VBA-M Team: A couple of months ago, during a quiet period, we started to fix the linking and tried to improve the wxWidgets interface, including bringing in features that were initially in the MFC interface over to the new interface so that all wxWidgets platforms are represented.
SF: What was the net result for that event?
VBA-M Team: Overall, we have a unified interface for major operating systems and an improved user experience
SF: What is the next big thing for VBA-M?
VBA-M Team: Once we fix a small few issues, we are hoping to do a few beta builds and do a 2.0.0 release finally.
SF: How long do you think that will take?
VBA-M Team: We hope that when this interview is published we will have gotten through a few betas and, maybe, have a release candidate.
SF: Do you have the resources you need to make that happen?
VBA-M Team: Yes, for the most part but we could do with some other platform developers, such as an OSX developer, if possible.

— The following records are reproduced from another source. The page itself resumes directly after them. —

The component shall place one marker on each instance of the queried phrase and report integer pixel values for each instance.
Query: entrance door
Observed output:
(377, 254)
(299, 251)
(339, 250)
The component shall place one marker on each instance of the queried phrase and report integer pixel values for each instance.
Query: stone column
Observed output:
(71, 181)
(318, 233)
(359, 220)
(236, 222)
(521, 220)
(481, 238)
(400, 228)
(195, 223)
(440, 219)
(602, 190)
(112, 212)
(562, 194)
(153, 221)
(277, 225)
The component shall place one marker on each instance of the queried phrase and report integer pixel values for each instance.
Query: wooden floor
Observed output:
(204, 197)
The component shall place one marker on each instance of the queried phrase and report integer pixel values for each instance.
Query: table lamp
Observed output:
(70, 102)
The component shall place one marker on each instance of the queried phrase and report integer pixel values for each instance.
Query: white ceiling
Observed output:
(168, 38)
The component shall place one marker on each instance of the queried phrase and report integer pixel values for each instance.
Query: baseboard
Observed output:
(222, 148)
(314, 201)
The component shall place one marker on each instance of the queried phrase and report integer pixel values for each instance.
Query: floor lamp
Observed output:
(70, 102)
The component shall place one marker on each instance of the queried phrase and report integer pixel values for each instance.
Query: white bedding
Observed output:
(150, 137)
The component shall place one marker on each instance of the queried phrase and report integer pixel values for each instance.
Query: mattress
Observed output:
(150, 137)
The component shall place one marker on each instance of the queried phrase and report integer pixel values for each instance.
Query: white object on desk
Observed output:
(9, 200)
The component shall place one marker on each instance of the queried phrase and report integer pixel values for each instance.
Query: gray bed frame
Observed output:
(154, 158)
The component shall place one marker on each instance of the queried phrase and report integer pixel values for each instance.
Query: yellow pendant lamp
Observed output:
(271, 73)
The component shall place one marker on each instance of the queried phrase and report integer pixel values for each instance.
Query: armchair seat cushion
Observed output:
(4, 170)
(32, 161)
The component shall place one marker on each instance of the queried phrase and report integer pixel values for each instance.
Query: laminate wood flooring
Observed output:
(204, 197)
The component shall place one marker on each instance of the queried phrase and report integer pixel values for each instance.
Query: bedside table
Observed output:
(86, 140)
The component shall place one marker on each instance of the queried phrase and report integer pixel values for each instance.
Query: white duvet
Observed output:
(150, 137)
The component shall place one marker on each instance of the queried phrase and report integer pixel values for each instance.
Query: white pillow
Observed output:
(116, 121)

Actually, any help would be appreciated, such as help making bug fixes, creating new features, finding and reporting bugs, translations, and supporting new users in the forum.
SF: If you had it to do over again, what would you do differently for VBA-M?
VBA-M Team: Using a cross-platform UI system like wxWidgets instead of a single-platform framework like MFC would have made VBA-M usable by a wider user base and improve the underlying GB/GBC/GBA cores.
VBA-M Team: To make it more accurate and improve speed.
SF: Any reason you can’t do that now?
VBA-M Team: Presently, the issue is the time to go back and do it over again.
SF: Is there anything else we should know?
VBA-M Team: We accept all feedback, both positive and negative at the VBA-M forum.